Tremenda descobijada

Enrique Ochoa y Luis Vega Aguilar, ejes de la trama
Enrique Ochoa y Luis Vega Aguilar, ejes de la trama
query_builder 11 de enero de 2018
Chihuahua, Chih.

No podía esperarse de otra manera.

Si el gobierno de Chihuahua liberaba una orden de aprehensión en contra del ex Secretario General Adjunto del Comité Nacional del PRI, Alejandro Gutiérrez, cercano colaborador de Manlio Fabio Beltrones y las acusaciones podían apuntar a los más elevados niveles de la actual administración federal, lo lógico sería que se desencadenara una previsible reacción del grupo gobernante.

Ahora lo podrán negar, incluso pudieran los panistas gobernantes de Chihuahua exagerar en algún aspecto de lo denunciado por Javier Corral el martes en la ciudad de México -el condicionamiento de la entrega de recursos, de manera adelantada el fin de año anterior, al gobierno estatal, al esclarecimiento de otras posibles acusaciones- pero quienes se aprestan a continuar en la conducción del país tenían que responder ante la más reveladora denuncia del modus operandi financiero-electoral del PRI, basado en el uso de los recursos públicos de manera indiscriminada.

Por supuesto que tal modo de operar, se puede inferir válidamente, es el de uso generalizado.

El golpe es demoledor, le pega en la línea de flotación de la campaña del candidato priista, José Antonio Meade, y de la hija de Beltrones, Sylvana, hoy candidata del PRI al senado por Sonora, en primera fórmula, pero el señalamiento apunta a todo lo alto de la estructura del poder en México.
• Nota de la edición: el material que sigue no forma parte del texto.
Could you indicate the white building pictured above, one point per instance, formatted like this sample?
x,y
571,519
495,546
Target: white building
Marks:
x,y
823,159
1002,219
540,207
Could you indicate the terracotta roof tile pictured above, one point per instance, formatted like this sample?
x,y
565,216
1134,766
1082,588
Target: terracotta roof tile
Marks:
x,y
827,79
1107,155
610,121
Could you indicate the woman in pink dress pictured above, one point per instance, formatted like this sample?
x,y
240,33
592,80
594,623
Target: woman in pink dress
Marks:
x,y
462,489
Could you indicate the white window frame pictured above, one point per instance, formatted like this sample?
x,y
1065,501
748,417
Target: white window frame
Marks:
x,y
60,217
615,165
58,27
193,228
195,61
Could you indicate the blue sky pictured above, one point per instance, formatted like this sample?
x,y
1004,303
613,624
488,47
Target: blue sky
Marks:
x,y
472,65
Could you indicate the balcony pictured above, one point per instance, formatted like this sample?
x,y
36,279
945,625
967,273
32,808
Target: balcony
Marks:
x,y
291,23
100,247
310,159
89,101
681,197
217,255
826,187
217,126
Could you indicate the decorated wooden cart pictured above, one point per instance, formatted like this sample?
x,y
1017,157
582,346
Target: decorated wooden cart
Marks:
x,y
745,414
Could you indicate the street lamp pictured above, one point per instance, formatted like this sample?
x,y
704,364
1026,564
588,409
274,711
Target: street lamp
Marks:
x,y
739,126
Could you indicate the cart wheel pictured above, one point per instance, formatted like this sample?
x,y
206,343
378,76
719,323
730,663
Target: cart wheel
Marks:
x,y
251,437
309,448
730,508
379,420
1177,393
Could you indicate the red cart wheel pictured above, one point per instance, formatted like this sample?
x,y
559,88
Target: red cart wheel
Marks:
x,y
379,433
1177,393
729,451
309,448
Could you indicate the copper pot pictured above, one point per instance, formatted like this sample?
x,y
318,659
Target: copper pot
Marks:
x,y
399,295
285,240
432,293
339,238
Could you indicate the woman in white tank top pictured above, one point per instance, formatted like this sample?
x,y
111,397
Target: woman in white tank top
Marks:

No podemos elevar una acusación, pero sí podemos inferir muchas cosas: Alejandro Gutiérrez era el instrumentador de una vasta operación financiera que tenía como objeto destinar recursos federales a Chihuahua, para aplicarlos en algunos supuestos programas, los que se simulaban. Luego, los recursos eran enviados a la caja del PRI nacional, en los tiempos en que Beltrones era el dirigente.

¿Sólo lo hacían con Chihuahua? Se puede inferir, obviamente, que no.

Hay más datos para las “inferencias”.

Curiosamente, el hombre que se encargaba de las finanzas del Comité Estatal del PRI en el Estado de México, en el sexenio de Peña Nieto como gobernador, Luis Vega Aguilar, ¿Qué cree? Ha ocupado el mismo cargo, pero en el Comité Nacional de su partido ¡Desde el año 2012!

¡Han pasado por ahí quien sabe cuántos presidentes, pero quien encabeza la Secretaría de Finanzas y Administración del CEN del PRI, no ha cambiado en todo el sexenio de Peña Nieto!

¿Coincidencias?

No tanto. Vega Aguilar fue, entre otros cargos, el Secretario Particular del Secretario de Administración del Edomex., cuando en ese cargo se desempeñaba Peña Nieto, para pasar, luego, a Coordinador Administrativo de la Secretaria de Administración (2001-2004).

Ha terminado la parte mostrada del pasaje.